While I agree with your proscription for firms to be open, I think there is a spectrum of openness worth discussing. Simple transparency is one thing–publicly releasing your data and methodologies–but active engagement, educating users, subjects, and broader politial or societal stakeholders is another. In ReCap we discussed how firms, when they find themselves outside the well-understood lines of existing technological and moral frameworks, have a responsibility to help co-create new rules. Such co-creation will necessitate that they move slower than they could if they were only concerned about technological limitations to their work, but if their goal is to introduce meaningful, sustained change without provoking a negative backlash, they will find such prudence to be valuable.

On April 15, 2020, Oliver Badenhorst commented on What if companies could monitor your concentration? :

Well, this is terrifying! I was already worried enough that my future children will be exposed to advertising or other attention-sapping stimuli while at school; I hadn’t even thought about the possibility of in-classroom monitoring technologies being used here.

In addition to your concerns about the conceptualization of concetration as a matter of indivdual will, I also worry about the underlying relationship between concentration and better educational outcomes. While I wouldn’t endorse a student goofing off constantly, I don’t think the relationship is as simple as more concentration equals better outcomes. It’s too easy to think about the artists or scientists who had a breakthrough idea in a moment of absent daydreaming, or even of a student whose imagination, while running wild, inspires them to pursue a new line of study.

While I agree that part of schooling is to teach students will power and self-discipline, I don’t believe that’s all it is meant to do. I worry that if we start measuring variables like concentration in isolation of the full picture of educational goals, we will solve for what we can see at the expense of what we cannot.

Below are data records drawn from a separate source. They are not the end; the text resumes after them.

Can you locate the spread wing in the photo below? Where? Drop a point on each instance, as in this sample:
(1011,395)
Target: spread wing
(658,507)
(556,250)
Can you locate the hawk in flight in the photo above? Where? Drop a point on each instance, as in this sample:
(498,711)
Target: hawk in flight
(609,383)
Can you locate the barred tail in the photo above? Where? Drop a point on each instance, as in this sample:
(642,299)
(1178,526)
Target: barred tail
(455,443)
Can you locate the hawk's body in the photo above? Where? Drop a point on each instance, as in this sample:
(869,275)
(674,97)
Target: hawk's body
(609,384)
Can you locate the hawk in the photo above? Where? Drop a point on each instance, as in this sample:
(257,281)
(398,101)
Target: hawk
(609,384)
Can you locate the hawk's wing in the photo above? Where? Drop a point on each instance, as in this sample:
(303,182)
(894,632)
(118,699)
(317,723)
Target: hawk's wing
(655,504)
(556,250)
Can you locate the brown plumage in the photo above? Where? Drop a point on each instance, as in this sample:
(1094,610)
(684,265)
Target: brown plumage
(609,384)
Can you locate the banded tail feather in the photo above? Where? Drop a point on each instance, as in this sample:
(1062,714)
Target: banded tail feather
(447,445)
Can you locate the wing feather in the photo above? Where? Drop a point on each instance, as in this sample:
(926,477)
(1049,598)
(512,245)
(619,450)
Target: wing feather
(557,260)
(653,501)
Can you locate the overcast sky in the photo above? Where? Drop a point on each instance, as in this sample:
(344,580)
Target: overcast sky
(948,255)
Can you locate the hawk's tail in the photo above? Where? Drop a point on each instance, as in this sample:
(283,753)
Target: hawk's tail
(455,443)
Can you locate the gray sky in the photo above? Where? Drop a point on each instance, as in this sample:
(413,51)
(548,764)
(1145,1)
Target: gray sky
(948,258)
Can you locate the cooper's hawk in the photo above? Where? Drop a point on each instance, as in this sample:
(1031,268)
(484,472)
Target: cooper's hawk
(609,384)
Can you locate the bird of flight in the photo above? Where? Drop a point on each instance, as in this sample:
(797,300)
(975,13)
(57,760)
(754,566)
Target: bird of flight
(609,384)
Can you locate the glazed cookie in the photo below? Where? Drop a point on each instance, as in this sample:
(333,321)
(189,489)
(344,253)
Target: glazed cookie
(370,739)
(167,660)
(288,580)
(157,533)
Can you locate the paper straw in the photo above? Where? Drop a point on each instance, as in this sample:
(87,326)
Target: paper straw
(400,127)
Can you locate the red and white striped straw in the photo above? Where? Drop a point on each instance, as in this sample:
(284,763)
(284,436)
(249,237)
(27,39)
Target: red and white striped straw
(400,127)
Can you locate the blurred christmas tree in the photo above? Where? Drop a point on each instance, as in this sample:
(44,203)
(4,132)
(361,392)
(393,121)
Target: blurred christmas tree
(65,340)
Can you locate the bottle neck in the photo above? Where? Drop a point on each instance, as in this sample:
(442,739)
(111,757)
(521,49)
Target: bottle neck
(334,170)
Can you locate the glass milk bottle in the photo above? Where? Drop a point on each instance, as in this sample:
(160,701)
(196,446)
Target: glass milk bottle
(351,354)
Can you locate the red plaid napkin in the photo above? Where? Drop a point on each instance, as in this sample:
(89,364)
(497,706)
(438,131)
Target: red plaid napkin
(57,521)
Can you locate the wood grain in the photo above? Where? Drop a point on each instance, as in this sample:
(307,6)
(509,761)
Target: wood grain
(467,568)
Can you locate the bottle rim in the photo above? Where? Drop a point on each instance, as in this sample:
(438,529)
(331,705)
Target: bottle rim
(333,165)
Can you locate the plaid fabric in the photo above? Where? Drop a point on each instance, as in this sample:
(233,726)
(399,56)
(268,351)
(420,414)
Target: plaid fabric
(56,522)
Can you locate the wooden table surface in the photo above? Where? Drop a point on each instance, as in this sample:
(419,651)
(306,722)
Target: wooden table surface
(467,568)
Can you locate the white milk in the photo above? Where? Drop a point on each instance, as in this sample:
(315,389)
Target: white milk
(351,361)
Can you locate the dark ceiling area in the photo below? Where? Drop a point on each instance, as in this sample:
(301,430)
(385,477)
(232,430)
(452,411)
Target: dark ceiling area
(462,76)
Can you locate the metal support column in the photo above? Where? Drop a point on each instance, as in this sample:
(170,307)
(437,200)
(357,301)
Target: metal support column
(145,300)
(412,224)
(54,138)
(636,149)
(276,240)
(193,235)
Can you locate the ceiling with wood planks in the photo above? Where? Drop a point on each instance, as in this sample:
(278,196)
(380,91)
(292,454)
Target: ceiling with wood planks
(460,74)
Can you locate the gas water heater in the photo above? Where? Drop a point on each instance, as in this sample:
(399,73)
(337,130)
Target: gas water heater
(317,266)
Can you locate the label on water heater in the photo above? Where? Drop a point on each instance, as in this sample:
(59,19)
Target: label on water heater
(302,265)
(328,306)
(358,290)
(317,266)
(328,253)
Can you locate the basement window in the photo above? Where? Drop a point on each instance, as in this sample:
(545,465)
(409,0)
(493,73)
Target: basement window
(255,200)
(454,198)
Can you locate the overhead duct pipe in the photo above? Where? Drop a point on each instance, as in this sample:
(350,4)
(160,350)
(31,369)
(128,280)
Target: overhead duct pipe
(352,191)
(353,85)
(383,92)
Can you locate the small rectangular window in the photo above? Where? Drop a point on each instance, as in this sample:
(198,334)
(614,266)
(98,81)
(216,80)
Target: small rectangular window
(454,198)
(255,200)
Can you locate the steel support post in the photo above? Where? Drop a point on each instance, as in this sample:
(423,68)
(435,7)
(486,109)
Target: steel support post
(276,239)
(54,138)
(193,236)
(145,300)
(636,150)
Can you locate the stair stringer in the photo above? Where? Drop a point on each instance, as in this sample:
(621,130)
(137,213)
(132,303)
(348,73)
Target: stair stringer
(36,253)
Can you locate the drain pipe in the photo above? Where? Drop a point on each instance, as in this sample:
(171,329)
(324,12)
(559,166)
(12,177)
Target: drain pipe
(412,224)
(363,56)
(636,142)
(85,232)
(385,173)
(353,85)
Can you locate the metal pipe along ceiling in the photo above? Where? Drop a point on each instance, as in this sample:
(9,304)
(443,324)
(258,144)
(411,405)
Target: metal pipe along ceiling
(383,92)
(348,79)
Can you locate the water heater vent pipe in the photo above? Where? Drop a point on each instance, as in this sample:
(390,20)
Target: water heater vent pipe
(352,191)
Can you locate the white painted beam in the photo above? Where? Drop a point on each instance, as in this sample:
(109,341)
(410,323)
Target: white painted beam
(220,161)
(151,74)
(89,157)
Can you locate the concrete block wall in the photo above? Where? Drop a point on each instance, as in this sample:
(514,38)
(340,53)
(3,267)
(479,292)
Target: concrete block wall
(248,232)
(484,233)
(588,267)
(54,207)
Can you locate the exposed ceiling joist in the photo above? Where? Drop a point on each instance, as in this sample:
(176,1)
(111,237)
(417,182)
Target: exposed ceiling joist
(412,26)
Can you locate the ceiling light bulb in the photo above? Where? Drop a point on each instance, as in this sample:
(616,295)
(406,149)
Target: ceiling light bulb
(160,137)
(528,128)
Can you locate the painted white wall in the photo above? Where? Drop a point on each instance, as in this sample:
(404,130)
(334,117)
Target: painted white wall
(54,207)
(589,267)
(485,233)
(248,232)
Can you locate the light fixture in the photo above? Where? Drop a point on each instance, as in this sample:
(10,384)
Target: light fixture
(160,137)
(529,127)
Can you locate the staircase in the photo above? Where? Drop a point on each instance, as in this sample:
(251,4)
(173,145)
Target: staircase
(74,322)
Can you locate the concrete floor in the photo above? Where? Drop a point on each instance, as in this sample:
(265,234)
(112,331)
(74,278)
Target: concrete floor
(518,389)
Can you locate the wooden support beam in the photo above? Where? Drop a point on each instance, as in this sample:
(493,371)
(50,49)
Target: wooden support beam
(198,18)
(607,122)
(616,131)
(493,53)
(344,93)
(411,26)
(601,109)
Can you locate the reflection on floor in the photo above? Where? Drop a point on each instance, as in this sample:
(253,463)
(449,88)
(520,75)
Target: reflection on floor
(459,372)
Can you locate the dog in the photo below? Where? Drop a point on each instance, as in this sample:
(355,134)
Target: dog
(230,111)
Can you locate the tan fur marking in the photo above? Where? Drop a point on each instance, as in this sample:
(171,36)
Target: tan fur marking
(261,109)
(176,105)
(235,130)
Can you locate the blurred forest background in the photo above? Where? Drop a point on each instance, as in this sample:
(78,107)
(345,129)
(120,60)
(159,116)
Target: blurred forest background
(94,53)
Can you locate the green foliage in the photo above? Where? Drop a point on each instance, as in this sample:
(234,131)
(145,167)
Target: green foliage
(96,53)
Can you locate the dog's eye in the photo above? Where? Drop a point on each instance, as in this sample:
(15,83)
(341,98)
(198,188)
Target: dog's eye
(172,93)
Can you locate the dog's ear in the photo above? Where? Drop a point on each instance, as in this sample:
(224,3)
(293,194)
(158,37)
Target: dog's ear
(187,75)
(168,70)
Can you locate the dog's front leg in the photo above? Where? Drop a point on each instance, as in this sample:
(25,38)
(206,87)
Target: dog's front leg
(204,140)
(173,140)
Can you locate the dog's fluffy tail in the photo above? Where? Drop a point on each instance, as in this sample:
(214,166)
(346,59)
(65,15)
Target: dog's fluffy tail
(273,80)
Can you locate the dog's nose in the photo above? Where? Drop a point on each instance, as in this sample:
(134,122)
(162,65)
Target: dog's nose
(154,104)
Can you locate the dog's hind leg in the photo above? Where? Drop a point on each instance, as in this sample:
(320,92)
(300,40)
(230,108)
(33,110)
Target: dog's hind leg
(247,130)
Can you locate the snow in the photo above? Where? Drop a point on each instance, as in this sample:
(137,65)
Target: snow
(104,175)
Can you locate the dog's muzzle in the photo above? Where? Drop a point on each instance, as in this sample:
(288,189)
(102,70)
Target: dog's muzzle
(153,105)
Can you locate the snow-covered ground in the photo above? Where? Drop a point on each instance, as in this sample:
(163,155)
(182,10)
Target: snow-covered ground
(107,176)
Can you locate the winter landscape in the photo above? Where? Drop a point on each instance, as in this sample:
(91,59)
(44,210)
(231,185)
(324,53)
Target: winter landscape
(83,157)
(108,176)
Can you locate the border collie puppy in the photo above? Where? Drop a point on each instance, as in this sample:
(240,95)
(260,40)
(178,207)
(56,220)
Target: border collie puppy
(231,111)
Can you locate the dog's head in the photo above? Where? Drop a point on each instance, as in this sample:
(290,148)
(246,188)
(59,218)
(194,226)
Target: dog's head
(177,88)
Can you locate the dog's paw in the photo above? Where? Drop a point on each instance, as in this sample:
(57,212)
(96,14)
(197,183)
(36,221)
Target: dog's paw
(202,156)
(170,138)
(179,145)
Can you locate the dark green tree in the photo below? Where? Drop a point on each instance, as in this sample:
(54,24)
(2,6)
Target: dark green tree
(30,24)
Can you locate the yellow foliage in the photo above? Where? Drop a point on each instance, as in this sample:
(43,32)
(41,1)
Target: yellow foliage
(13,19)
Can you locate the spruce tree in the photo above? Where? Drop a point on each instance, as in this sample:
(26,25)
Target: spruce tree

On April 15, 2020, Oliver Badenhorst commented on Locked in by Algorithms? :

Thanks for the interesting post, Paula. As a reformed former law student, it’s cool to see the beginnings of some cross-pollination between the data analytics space and the notoriously conservative legal world.

Generally, I’m an optimist for the use of algorithms in legal decisions as a means of structuring and standardising what was previously a highly subjective process. As you point out though, there are risks. Similar to Aurora’s comment above, I worry about transparency, but I worry just as much about legitimacy. Law students are taught that it’s not enough for justice to be done, justice must be seen to be done. We need the public to have confidence in the system, and for that to be true, they need to understand how it works.

Algorithms can help with transparency and auditability, but their potential for understandability is mixed. Legal decisions are not simple, they must reflect the complexities of the human experience and our desire to balance a host of competing objectives such as punishment, deterrance, rehabilitation, and protection. Every variable added to an algorithm makes it more complex, and even if it remains transparent and it’s possible for someone trained in data science to interrogate how a decision was reached, it may quickly become “too much” for a regular observer to understand.

We must balance our desires to achieve a more perfect algorithmic result against the need for the public to understand what is going on. If we fail to do so, we risk replacing judges sitting atop their ivory tower with algorithms buried inside an ivory box.